The Desire of the Gods

Masahiro Shinoda
Rentaro Mikuni, Choichiro Kawarasaki, Kazuo Kitamura, Hideko Oka, Yasuko Matsui, Yoshio Katō, Hōsei Komatsu, Chikako Hosokawa, Chikage Ougi, Jun Hamamura, Taisuke Donoyama, Kazuhiko Hasegawa, Izumi Hara, Kanjuro Arashi
1968
Japan
Completed
Japanese
175 minutes
Detailed introduction
This film (drama)Also known as神々の深き欲望,is aJapanProducerwomen sex,At1968Released in year
。The dialogue language isJapanese,Current Douban rating8.4(For reference only)。

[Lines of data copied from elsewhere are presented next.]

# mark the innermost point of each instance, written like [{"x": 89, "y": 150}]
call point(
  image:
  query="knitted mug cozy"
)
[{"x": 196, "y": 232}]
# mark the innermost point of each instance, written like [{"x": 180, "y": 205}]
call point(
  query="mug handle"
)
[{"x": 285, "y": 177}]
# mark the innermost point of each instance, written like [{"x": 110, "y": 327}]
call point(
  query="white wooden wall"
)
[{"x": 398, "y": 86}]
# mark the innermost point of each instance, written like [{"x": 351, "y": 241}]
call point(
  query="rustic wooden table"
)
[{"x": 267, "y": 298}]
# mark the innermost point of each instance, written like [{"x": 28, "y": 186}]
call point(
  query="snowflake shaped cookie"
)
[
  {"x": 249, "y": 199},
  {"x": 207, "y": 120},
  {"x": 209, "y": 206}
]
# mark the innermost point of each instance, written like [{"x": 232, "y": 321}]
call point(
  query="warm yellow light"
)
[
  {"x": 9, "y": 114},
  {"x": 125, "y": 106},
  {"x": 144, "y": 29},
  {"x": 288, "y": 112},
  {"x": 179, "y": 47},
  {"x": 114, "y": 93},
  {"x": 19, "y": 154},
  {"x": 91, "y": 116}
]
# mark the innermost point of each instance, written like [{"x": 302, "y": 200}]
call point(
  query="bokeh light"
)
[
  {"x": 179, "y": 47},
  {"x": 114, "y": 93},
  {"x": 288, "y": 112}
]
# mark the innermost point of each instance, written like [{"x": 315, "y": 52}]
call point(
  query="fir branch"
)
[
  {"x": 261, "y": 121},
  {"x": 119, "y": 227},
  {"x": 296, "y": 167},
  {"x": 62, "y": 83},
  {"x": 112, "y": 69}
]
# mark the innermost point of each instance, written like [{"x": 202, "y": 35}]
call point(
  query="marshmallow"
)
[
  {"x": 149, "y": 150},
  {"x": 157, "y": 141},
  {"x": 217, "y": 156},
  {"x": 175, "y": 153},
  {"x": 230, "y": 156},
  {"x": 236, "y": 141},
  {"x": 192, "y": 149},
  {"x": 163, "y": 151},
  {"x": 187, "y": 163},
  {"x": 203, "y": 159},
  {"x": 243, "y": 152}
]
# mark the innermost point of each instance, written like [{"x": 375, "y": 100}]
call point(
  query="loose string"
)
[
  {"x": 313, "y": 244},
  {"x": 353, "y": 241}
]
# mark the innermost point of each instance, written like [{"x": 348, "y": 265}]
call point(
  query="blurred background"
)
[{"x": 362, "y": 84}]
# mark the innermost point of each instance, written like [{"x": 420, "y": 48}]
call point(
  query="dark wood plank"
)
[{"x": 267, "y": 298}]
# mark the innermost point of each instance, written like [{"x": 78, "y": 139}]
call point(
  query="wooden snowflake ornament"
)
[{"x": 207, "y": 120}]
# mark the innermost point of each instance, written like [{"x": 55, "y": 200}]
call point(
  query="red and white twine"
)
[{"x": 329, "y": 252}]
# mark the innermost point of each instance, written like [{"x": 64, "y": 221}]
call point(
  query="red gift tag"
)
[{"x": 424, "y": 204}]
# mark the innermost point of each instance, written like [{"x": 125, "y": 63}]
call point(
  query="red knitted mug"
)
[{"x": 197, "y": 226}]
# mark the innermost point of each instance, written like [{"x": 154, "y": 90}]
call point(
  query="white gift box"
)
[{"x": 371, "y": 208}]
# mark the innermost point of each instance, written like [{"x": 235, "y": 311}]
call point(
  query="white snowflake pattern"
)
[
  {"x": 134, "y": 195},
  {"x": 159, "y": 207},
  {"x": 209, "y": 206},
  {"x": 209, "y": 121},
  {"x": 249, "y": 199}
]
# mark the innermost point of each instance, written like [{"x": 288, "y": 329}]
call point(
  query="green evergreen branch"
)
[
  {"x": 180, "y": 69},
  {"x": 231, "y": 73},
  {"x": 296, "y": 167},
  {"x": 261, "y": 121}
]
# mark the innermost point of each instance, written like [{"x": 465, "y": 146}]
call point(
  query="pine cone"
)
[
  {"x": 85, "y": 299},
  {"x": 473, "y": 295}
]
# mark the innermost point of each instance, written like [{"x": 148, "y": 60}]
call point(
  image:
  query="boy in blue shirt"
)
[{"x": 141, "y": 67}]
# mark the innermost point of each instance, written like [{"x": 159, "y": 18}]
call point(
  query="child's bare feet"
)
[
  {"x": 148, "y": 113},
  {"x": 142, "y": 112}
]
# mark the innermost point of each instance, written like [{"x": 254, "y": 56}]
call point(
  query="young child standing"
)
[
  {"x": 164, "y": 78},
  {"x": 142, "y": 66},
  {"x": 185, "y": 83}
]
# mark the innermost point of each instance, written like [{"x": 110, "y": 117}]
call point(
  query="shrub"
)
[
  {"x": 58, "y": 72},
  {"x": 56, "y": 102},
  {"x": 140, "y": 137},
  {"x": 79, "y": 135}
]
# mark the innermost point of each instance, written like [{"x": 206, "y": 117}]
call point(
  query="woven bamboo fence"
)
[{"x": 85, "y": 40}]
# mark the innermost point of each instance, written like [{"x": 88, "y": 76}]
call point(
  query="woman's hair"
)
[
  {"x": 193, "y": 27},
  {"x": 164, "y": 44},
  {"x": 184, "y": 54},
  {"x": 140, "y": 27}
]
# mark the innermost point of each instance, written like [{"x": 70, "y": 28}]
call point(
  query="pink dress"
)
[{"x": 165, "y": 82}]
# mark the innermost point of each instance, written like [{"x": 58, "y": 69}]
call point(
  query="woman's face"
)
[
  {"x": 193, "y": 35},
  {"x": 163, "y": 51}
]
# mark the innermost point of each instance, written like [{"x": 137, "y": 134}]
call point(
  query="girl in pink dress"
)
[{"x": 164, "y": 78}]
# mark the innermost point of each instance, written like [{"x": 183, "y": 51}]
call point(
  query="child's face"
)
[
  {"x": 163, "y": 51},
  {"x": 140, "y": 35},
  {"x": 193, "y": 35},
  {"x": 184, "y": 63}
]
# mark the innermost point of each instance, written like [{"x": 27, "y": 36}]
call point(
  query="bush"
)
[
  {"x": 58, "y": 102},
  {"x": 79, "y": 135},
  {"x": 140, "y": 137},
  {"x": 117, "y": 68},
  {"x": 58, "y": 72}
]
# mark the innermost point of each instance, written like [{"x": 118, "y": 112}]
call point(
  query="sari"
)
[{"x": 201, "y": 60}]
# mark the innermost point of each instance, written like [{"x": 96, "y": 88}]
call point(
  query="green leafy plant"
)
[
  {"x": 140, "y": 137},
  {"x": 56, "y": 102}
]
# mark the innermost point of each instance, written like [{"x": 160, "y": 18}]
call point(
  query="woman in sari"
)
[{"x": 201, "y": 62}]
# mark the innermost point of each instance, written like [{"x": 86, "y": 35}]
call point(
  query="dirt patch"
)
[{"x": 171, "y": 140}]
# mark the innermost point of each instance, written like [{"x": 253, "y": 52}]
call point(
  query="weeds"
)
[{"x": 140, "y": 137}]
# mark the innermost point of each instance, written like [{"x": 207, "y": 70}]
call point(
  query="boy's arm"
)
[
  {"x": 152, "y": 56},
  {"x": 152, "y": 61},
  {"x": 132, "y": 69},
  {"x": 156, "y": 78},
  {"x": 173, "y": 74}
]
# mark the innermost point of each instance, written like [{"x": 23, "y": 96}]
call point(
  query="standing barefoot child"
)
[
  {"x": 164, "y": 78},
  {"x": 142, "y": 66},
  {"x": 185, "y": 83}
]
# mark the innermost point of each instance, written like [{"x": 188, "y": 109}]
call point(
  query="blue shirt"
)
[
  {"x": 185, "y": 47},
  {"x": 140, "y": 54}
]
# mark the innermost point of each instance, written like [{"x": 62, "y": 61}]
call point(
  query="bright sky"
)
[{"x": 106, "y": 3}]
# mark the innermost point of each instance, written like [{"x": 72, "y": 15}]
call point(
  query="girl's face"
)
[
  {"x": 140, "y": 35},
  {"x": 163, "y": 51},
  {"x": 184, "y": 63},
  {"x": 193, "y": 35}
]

A group of people living far from the civilized world reside on a southern island of Japan. The Taigenji family belongs to the lineage of the island's shrine maidens, with their grandfather, Yamamori, possessing both divine and non-human traits. The relationship between Taigenji and his sister Taima is somewhat ambiguous, and Taima is forcibly taken as a concubine by the island leader, Ryuu Tachibana. Kame Taro is Taigenji’s son, who yearns for the civilized life of the city and is deeply resentful of the island's customs, yet cannot break free from the island's entrenched traditions. The islanders have long relied on sugarcane farming for their livelihood and now need to build a sugar factory. A technician from Tokyo comes to investigate the water source issue of the factory, suggesting using the great waterfall as a water source, which elicits strong opposition from the island residents. A capitalist wants to build an airport on the island, requiring the Taigenji family to relocate, but Taigenji firmly refuses. On the night of the deity ceremony, while Taigenji and his sister Taima are out at sea in a boat, they encounter the corpse of Ryuu Tachibana. A group of young people in two boats chase after them, with Kame Taro among them. They beat Taigenji to death with paddles, while Taima is bound to the mast…The film, adapted from the play "The Forbidden Isle," melds sociology and folklore to depict a latent consciousness of the Japanese nation, the complex relationships between individuals, people's disoriented mental states, monotonous repetitive labor, and indifference to politics... The ending of the film is quite meaningful; to simply regard it as the youth's longing for civilized society and the punishment of Taigenji for resisting civilized development may be somewhat simplistic. As one of the representative works of post-war director Masahiro Shinoda, the film is referred to as an essayistic film, deeply revealing the patriarchal undercurrents in Japanese social and national traditions that foster militarism. The film was ranked first among the ten best Japanese films of 1968, and Masahiro Shinoda won the directing award. It won a gold award at the 1971 Rome Religious Film Festival and is among the top 200 classic Japanese films.